Die FDP erlebte Fricke als Politiker, der Diskussionen mehr mag als Vorträge, der noch an das Gute in der Berliner Ampel-Koalition glaubt und ein Fan kommunaler Selbstverwaltung ist. Die Vielfalt der Förderprogramme von Bund und Land würde er auslichten und das Geld lieber direkt den Kommunen geben, damit die selbst entscheiden können. „Warum“, fragte er beispielsweise, „gibt es im Bundeshaushalt ein Fahrradparkhaus-Programm? Ist das unsere Aufgabe?“
Fricke erwies sich aber auch als Kenner der Niederlande. Auf die kam er zu sprechen, als der FDP-Vorsitzende Cornel Janßen wissen wollte, was man beim Thema Wohnungsbau vom Nachbarland lernen könne. Fricke fielen aus dem Stand vier Punkte ein: Kleinere Grundstücke, mehr serielles Bauen, die Möglichkeit, auch am Rand von Gewerbegebieten Wohnraum zuzulassen und vor allem: „Pfeif auf den Keller“. Das sei die teuerste Etage jedes Hauses und oft überflüssig.
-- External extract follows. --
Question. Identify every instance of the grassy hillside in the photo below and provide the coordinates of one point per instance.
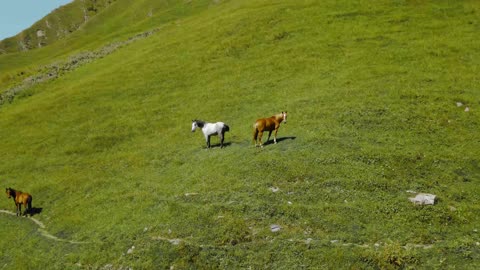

Bevor das Thema Bundesetat im Zusammenhang mit dem Strukturwandel im Rheinischen Braunkohlerevier diskutiert wurde, wurde der Krefelder Abgeordnete um einen Bericht aus Berlin gebeten. Er sprach von „viel Misstrauen“, „gegenseitigen Forderungen“, schlechten Popularitätswerten für die Koalition und einer FDP, die in Umfragen derzeit „unter der Kante“ liegt, also laut Umfragen an der Fünf-Prozent-Hürde scheitern und den Einzug ins Parlament verpassen könnte. Aber Fricke konnte im „FDP-Werbeblock“, wie er es nannte, auch Erfolge der Liberalen (etwa beim Bürokratieabbau) melden und zudem etwas Optimismus verbreiten. Beispiel dafür: Anders als Spitzenpolitiker der anderen Regierungsparteien sei Christian Lindner als Frontmann der FDP unangefochten. Das sei ein Pluspunkt.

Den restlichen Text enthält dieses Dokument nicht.